-
Notifications
You must be signed in to change notification settings - Fork 0
ModelObjects
The viewser toolkit also includes functions for storing and retrieving model objects. This is used to support production runs, to avoid having to retrain model objects. In addition, storage and retrieval of model objects could be used to share objects with other viewsers or between different computers.
Currently, there is no validation or standardization of the model objects or metadata that are stored. Any pickle-serializeable object can be stored as a model object, and any JSON serializeable object (dictionary) can be storage as metadata. We chose flexibility over rigor to avoid shoehorning, and allow standards for model objects and metadata to develop organically.
A schema for metadata is coming, which will mandate certain values in the metadata.

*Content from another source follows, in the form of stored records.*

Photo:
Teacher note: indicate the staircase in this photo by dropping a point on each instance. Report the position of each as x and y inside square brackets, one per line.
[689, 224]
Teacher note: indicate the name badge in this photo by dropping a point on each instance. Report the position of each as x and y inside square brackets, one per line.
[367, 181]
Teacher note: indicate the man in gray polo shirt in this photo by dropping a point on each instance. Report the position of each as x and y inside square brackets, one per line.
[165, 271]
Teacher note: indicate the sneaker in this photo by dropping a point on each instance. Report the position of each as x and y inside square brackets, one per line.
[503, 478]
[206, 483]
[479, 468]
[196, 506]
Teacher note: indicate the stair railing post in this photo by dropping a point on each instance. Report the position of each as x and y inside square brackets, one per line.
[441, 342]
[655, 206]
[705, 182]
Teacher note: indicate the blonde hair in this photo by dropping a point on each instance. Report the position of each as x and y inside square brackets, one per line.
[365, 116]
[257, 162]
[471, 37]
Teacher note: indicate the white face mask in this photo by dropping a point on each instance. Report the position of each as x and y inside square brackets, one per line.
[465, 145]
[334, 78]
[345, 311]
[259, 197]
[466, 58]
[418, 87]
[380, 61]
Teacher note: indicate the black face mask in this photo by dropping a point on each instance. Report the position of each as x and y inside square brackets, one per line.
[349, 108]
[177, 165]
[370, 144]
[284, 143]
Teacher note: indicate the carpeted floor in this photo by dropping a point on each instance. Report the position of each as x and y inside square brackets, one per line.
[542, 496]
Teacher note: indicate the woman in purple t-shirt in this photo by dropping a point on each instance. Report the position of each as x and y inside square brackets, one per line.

There is a CLI interface that is useful for exploring and downloading currently available objects. The relevant commands are:
# Show list of names of currently available models
viewser model list
# Show metadata associated with model object
viewser model inspect $NAME
# Download model object to a pickle-file
viewser model download $NAME
For scripting, a Storage
class is made available by the views_runs
package:
from datetime import datetime
from views_runs import storage
# This can currently be any object that you want to store
my_model = ...
# Metadata is currently any JSON serializeable dictionary.
metadata = {"author": "testuser", "training_date": datetime.now()}
store = storage.Storage()
# Store a model object (type Any) and its metadata (type JsonSerializeable)

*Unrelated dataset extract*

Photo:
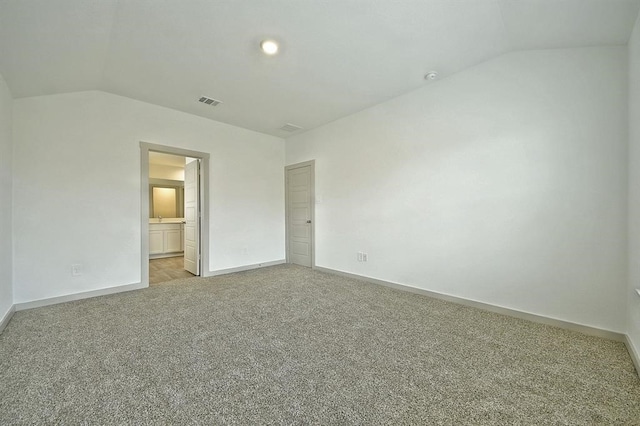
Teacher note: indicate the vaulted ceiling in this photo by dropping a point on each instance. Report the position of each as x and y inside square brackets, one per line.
[336, 57]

store.store("my-model", my_model, metadata)
# Fetch a model object
another_model = store.fetch("another_model")
# Show list of available models
store.list()
# Fetch metadata associated with model
assert store.fetch_metadata("my-model") == metadata
The team is currently in the process of developing a schema. To avoid early
lock-in, we have opted for an open system first, which will be restricted as we
figure out what objects and metadata we want to store, by adding validation
logic to the .store
method of the Storage
class.
These are some of the fields that have been discussed as candidates for model object metadata, and should be included in the metadata dictionary:
- level_of_analysis: A string, either "priogrid_month", "country_month", or one of the other available LOAs.

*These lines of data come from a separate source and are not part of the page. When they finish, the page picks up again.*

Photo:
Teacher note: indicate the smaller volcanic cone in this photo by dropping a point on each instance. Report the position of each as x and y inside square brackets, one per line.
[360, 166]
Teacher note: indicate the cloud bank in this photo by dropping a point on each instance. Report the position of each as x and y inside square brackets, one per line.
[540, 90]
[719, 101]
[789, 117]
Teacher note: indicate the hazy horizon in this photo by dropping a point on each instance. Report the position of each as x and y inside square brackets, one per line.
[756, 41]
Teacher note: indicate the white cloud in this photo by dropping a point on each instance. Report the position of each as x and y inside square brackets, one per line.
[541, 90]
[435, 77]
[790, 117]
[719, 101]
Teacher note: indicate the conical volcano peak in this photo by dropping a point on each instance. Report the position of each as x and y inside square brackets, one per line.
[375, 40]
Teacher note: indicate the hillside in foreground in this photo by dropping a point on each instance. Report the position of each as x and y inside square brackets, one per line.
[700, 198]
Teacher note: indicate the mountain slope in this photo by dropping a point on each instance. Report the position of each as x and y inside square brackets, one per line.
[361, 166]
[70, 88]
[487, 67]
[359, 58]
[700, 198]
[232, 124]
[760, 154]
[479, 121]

- outcome: The name of the outcome variable on which the model was trained
- queryset_name: The name of the queryset on which the model was trained
- train_start: The start month of the training period (integer, views_month)
- train_start: The end month of the training period (integer, views_month)
- training_date: The date the model was trained (datetime.datetime.now())
- author: A string identifying you as the author
- run_id: Name of the run for which the model was trained
These fields should at some point be available as query parameters to, for example, find all models associated with a run, and author, or similar queries.